KPI Reporter features an extensible and composable plugin architecture that allows you to customize the tool to suit your specific needs. There are three types of plugins:

Datasource plugins

allow you to interface with specific backend databases and services. A Datasource abstracts the backend behind a simple query interface and handles transforming data into a standard pandas.DataFrame object containing the results for interoperability with various Views. Read more about Datasources.

View plugins

allow you to implement visualizations of data, but can also be used to render static information. Typically Views will fetch data from Datasources and then somehow transform or summarize the data visually. Views are expected to output text, but can generate binary “blobs” that can later be linked to or rendered inline. Read more about Views.

Output driver plugins

allow you to change how a report is published, e.g., written to a local disk, uploaded to a cloud storage system, or directly sent as mail. Read more about Output drivers.

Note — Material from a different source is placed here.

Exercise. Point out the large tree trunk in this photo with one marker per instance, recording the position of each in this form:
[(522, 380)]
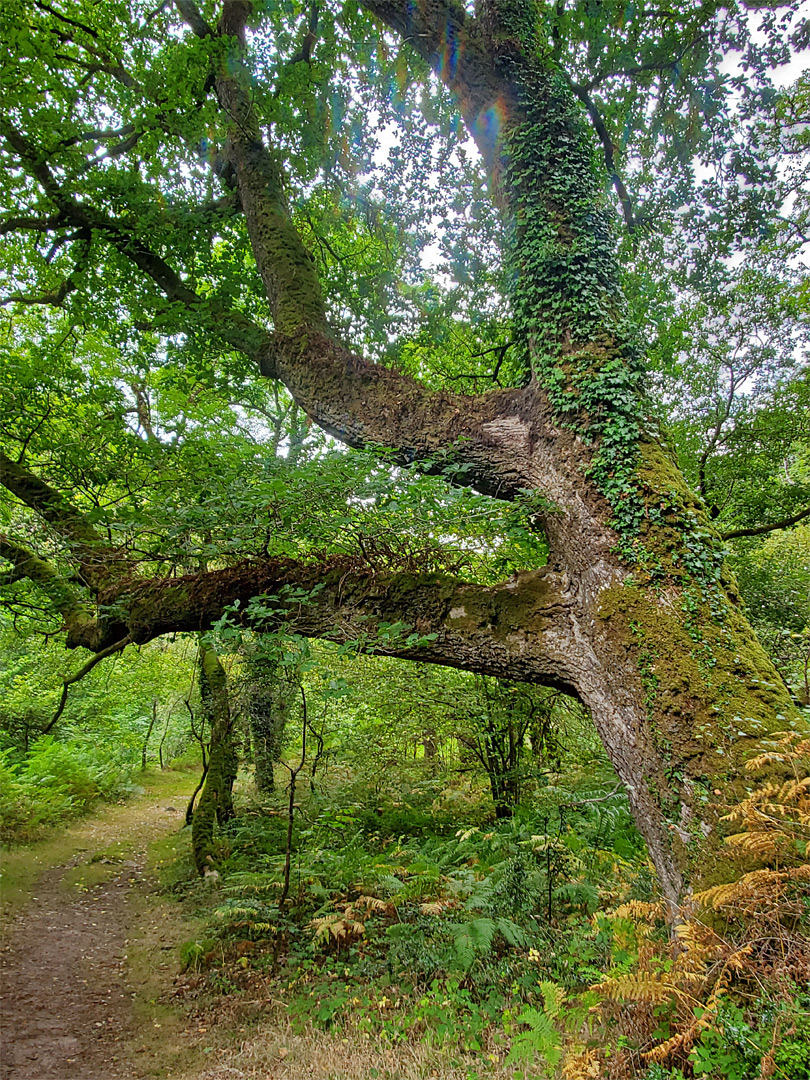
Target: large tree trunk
[(635, 613), (648, 633)]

Plugins are Python modules, and can be installed however you prefer, e.g., with pip. Plugins must be installed into the same Python path as KPI Reporter, as that is how they are automatically discovered at runtime.

Why Dataframes?

The data interchange format between the View and Datasource layers is the pandas.DataFrame. There are a few reasons for this:

  • The abstraction is already widely used by data scientists and maps well to other concepts developers are exposed to (e.g., arrays, matrices, databases.)

  • A wide variety of shapes of data can be expressed.

  • The abstraction maps easily to most database storage abstractions (e.g., row-based or column-based tabular data.)

  • Documentation is plentiful and kept up-to-date.

  • Visualization libraries (e.g., matplotlib) have good support for rendering DataFrames built-in.

That said, there are some downsides:

  • DataFrames are harder to transform than plan JSON data structures.

  • DataFrames don’t readily support mixing list and dict-like structures; some normalization is typically needed (see the source for the Jenkins for an example.)

The architecture intends to allow for wide interoperability between the View and Datasource layers, so having a well-formed, if limiting, data interface is important enough to override these concerns.